The term tribe or digital tribe is used as a slang term for an unofficial community of people who share a common interest, and usually who are loosely affiliated with each other through social media or other Internet mechanisms. The term is related to "tribe", which traditionally refers to people closely associated in both geography and genealogy. Nowadays, it looks more like a virtual community or a personal network and it is often called global digital tribe. Most anthropologists agree that a tribe is a (small) society that practices its own customs and culture, and that these define the tribe. The tribes are divided into clans, with their own customs and cultural values
that differentiate them from activities that occur in 'real life'
contexts. People feel more inclined to share and defend their ideas on social networks than they would dare to say to someone face to face. For example, it would be ridiculous to 'poke' someone in real life.
History
The term "tribe" originated around the time of the Greek city-states and the early formation of the Roman Empire. The Latin term "tribus" has since been transformed to mean "A group of persons forming a community and claiming descent from a common ancestor"
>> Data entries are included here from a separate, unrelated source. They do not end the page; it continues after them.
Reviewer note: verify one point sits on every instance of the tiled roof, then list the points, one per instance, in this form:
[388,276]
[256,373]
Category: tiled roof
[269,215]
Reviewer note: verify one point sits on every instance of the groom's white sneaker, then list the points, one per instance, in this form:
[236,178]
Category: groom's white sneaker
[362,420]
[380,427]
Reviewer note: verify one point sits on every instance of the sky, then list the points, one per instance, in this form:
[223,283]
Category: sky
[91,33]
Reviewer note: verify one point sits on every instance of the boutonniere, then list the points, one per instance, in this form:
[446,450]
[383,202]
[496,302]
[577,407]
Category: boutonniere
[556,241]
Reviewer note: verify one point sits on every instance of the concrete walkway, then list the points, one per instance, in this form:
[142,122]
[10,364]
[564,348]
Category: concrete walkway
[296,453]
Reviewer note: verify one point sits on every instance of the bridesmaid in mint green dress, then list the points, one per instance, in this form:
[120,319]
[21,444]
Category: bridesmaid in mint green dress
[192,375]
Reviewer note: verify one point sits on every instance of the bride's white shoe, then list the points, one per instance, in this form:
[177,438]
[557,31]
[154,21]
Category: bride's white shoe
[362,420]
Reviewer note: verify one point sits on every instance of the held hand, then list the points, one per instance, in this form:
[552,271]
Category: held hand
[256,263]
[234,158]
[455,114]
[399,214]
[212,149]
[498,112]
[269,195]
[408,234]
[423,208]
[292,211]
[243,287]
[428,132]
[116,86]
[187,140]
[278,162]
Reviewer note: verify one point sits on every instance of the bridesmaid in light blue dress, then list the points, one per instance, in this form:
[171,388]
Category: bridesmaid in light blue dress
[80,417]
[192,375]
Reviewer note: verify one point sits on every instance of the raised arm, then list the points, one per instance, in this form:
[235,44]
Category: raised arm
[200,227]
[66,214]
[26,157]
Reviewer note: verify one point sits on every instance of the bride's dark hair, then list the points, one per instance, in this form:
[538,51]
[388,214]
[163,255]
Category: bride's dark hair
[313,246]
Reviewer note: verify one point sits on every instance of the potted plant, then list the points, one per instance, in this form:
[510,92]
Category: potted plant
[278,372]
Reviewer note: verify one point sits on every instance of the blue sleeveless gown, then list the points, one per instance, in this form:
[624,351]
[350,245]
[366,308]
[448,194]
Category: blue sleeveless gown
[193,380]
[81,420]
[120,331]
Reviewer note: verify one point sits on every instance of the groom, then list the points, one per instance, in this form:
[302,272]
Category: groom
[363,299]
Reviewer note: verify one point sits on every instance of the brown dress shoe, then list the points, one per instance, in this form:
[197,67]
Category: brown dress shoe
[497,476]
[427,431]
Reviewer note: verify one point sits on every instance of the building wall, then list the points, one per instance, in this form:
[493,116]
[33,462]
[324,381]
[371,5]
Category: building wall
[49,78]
(Oxford English Dictionary, IX, 1933, p. 339, as cited in Fried, 1975,
p. 7). As years passed by, the range of meanings have grown greater, for
example, "Any of various systems of social organization comprising several local villages, bands, districts, lineages, or other groups and sharing a common ancestry, language, culture, and name" (Morris, 1980, p. 1369). Morris (1980) also notes that a tribe is a "group of persons with a common occupation, interest, or habit," and "a large family." Vestiges of ancient tribe communities were preserved in both large gatherings (like football matches) and in small ones (like church communities). Even though nowadays the range of groups referred to as tribal is truly enormous, it wasn't until the industrial society eroded the tribal gatherings of more primitive societies and redefined community. However, the existence of social media as we know it today is due to the post-industrial society that has seen the rapid growth of personal computers, mobile phones and the Internet. People now can collaborate, communicate, celebrate, commemorate, give their advice and share their ideas around these virtual clans that have once again redefined the social behaviour.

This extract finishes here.